Radio Białystok | Wiadomości Studio Suwałki | W 30 dni przepłynął 1320 km kajakiem pod prąd. Kolejna wyprawa Piotra Kuryło
Trasa wiodła od Morza Północnego aż do źródła rzeki Ren nad Jeziorem Tumana w Alpach Szwajcarskich.
Piotr Kuryło, mieszkaniec jednej z podaugustowskich wsi, z sukcesem zakończył kolejną sportową eskapadę. Udał się w nią z okazji 10. rocznicy swojego biegu dookoła Ziemi. Wyprawę rozpoczął 28 lipca w Rotterdamie u ujścia Renu do Morza Północnego. Jak podkreśla, trasa była niezwykle wymagająca:
Na rzece Ren największą przeszkodą były fale spowodowane przez duże statki, kontenerowce i tankowce. Takie warunki miałem aż do Jeziora Bodeńskiego. Z kolei później koryto rzeki bardzo się zwęziło i zrobiło się niezwykle stromo. Płynąłem z północy na południe i cały ten czas słońce grzało mi prosto w twarz. Spaliło mi skórę. Nabawiłem się też odcisków na palcach, być może dlatego, że moje wiosło było czarne.
Podczas swojej podróży Piotr Kuryło nocował tylko i wyłącznie w namiocie. Na swojej drodze spotkał też Polaków, którzy chętnie mu pomagali. Całej wyprawie przyświecała idea pokoju na świecie:
Uważam, że temat pokoju na świecie jest tak ciężki, jak płynięcie pod prąd. Zdecydowanie za mało się o tym mówi. Źródło rzeki Ren jest na wysokości ponad 2300 metrów. Przeszedłem bardzo trudny, czerwony szlak i zaniosłem w to miejsce kajak. Jest to pamiątka dla wszystkich, którzy będą tam wchodzić. Zostawiłem tam również mapę, biało-czerwoną flagę oraz hasło, że moja podróż odbyła się w intencji pokoju na świecie. Było warto. Polecam każdemu, aby choć w najmniejszy sposób przyczynił się do szerzenia pokoju. Można na przykład pojednać się z bliskimi.

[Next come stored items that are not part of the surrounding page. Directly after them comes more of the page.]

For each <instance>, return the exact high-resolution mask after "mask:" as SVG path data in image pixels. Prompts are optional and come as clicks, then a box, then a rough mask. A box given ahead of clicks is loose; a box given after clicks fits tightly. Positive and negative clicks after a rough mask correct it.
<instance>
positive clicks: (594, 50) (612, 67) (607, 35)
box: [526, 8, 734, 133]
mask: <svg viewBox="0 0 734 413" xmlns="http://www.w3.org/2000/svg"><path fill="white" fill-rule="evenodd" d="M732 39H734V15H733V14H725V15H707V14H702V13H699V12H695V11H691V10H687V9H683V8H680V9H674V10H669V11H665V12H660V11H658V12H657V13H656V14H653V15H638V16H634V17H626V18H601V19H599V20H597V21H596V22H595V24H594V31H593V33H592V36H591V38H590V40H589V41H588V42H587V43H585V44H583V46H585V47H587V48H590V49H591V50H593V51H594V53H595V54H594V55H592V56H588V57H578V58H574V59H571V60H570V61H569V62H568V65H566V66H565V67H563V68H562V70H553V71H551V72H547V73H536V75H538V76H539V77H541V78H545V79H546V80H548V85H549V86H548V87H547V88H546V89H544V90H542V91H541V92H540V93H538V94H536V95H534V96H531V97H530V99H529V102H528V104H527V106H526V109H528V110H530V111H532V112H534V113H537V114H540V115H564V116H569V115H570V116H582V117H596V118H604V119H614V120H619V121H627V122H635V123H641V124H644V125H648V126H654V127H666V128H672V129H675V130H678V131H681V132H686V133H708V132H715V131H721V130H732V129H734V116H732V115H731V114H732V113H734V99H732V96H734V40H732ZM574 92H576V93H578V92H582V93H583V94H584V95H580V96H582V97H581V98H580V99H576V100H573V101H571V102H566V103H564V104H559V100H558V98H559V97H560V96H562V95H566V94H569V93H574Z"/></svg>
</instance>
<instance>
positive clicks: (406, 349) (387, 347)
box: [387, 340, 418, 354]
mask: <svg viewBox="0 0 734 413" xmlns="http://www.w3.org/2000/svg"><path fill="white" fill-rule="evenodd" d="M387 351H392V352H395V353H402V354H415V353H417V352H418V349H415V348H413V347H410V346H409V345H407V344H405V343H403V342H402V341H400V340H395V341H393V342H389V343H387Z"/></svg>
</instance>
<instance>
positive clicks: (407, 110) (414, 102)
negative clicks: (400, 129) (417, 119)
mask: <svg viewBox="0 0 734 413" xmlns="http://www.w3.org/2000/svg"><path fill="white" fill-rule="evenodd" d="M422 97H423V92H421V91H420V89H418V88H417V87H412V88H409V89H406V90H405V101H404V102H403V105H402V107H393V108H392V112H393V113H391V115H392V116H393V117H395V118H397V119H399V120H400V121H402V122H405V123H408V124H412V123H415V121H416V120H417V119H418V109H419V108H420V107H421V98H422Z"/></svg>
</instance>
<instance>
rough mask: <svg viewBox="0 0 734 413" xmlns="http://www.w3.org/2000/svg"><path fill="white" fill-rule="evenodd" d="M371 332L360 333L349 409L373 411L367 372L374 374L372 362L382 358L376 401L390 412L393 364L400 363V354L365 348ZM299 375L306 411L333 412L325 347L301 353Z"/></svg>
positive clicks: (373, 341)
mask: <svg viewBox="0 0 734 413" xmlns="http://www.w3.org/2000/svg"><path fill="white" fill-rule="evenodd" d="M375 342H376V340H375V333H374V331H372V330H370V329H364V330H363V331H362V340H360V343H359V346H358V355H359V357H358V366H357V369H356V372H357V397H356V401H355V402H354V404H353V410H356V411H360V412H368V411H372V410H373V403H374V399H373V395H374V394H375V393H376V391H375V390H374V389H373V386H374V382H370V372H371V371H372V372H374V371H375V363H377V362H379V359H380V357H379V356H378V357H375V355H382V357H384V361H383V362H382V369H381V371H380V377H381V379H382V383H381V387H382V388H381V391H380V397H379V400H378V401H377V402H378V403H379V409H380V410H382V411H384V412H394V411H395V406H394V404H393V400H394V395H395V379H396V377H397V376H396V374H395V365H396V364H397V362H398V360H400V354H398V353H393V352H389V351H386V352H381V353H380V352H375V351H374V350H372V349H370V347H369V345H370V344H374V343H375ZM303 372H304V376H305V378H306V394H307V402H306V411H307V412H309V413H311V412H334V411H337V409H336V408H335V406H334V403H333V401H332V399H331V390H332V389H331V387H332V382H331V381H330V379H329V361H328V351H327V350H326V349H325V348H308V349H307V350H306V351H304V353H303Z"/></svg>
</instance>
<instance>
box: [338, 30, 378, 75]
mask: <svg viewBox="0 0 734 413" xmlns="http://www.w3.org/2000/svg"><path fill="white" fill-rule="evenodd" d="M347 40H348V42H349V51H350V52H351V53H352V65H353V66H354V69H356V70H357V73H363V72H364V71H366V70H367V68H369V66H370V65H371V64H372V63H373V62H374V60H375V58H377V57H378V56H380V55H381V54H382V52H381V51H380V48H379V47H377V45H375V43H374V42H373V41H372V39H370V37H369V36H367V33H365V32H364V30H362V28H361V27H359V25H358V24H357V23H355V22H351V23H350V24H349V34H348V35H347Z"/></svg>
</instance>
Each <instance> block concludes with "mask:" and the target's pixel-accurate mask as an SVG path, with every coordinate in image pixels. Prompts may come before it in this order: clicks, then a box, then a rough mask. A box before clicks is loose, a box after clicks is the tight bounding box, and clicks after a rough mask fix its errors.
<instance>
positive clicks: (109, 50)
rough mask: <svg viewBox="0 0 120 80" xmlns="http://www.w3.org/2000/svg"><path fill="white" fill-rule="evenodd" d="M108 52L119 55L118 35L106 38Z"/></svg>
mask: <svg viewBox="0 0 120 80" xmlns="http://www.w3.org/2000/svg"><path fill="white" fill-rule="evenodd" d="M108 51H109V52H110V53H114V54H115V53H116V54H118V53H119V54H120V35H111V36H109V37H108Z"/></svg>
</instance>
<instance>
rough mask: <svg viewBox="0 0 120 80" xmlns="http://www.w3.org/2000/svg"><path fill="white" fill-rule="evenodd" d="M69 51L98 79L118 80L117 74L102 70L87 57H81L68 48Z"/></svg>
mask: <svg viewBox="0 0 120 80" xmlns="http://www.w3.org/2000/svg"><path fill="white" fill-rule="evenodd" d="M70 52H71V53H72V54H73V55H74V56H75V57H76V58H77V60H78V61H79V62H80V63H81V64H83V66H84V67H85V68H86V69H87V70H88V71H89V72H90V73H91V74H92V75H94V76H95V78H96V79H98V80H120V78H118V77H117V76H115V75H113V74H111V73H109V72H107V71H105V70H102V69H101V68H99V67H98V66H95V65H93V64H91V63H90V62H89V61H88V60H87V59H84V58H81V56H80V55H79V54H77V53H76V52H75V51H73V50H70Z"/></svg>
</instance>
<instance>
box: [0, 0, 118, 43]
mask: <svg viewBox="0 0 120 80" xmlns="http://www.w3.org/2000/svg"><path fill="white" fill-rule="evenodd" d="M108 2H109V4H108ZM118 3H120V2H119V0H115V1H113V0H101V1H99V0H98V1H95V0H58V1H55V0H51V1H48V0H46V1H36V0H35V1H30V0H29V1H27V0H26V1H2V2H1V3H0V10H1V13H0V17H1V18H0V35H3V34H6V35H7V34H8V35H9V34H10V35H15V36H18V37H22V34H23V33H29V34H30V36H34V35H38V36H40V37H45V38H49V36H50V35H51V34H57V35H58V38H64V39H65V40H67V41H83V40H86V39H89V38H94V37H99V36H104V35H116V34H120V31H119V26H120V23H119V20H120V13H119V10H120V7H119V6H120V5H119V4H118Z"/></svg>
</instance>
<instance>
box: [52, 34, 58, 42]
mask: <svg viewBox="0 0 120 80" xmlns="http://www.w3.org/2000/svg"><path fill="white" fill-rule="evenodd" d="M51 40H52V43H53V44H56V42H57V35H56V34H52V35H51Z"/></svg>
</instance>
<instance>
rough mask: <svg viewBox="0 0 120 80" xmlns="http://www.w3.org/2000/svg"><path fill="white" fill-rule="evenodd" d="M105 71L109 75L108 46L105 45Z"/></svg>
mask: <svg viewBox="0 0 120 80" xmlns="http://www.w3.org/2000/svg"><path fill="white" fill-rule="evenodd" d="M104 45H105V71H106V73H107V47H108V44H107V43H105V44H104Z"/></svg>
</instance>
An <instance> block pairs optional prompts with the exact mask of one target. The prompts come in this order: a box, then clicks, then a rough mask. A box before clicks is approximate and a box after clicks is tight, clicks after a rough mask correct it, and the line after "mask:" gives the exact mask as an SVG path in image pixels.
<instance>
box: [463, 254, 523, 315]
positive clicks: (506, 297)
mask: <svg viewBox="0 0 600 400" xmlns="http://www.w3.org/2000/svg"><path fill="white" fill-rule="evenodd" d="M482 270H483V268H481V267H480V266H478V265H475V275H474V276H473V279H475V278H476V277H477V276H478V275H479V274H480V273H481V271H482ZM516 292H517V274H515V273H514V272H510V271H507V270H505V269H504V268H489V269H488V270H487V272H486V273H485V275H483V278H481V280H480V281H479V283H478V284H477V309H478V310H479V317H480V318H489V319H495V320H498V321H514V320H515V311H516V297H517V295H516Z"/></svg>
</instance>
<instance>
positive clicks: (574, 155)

W przeszłości Piotr Kuryło pokonał pod prąd Wisłę. A oprócz przebiegnięcia ziemi, przemierzył na własnym nogach Polskę wzdłuż i wszerz oraz Europę, a także przejechał rowerem z Lizbony do Władywostoku. Jak mówi, teraz chciałby przepłynąć kajakiem z Syrii do Włoch.